The result is a list of different components, as you can see below.

names(example1)
  [1] "exploration" "history"     "best_model"  "time_log"
names(example1$best_model)
  [1] "quant_preds" "plots"       "errors"

exploration takes in all models tested during the exploration.history includes selected parameters and error metrics for the explored space during random search (beside prediction score, me, mae, mse, rmsse, mpe, mape, rmae, rrmse, rame, mase, smse, sce, gmrae 3, averaged across features and validation windows). best_model collects a list of information for the best model selected according to the average error metric: you will find the prediction intervals (quant_preds), the visualizations (plots) and the testing error metric for each time feature (errors).

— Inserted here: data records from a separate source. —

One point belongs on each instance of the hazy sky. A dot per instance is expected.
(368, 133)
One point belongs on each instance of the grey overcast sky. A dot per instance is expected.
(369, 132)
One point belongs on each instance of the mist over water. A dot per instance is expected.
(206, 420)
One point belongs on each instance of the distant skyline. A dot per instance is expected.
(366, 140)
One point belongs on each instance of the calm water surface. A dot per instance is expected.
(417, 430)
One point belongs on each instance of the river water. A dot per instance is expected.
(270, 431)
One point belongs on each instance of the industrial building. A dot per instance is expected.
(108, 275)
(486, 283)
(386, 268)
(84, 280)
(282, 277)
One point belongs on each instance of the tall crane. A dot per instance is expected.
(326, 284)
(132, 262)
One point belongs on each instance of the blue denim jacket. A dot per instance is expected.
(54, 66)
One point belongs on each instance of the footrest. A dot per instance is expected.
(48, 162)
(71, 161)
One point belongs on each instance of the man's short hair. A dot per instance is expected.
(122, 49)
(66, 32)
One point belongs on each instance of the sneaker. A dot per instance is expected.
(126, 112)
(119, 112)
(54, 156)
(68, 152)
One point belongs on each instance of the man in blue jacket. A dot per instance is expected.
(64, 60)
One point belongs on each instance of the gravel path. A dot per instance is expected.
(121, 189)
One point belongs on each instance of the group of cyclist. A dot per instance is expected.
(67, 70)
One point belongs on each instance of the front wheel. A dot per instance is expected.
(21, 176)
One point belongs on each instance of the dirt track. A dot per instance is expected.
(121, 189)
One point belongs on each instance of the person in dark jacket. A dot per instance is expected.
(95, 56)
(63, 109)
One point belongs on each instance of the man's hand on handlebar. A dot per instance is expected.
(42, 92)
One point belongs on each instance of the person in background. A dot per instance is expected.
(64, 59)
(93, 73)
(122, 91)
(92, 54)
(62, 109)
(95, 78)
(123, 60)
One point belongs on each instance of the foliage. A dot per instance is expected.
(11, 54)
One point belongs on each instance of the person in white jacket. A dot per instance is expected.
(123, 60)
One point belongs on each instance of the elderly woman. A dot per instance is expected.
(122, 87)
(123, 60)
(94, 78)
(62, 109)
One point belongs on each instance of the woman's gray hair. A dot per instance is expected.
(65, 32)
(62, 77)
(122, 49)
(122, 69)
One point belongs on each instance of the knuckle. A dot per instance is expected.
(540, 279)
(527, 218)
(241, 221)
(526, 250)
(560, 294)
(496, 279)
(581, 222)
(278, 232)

The quant_preds is a list including the predicted results for each time-feature (quantile, min, max, mean, mode, sd, skewness, kurtosis, iqr to range, median range ratio, upside probability, divergence for each time point in the seq_len sequence). The IQR to range is the interquartile range to the min-max range, the median range ratio is the range above median to the range below it, the upside probability is the probability of growth compared to the former point in the time sequence, the divergence is the maximum distance of cumulative normal curve of each point to the former point in the sequence.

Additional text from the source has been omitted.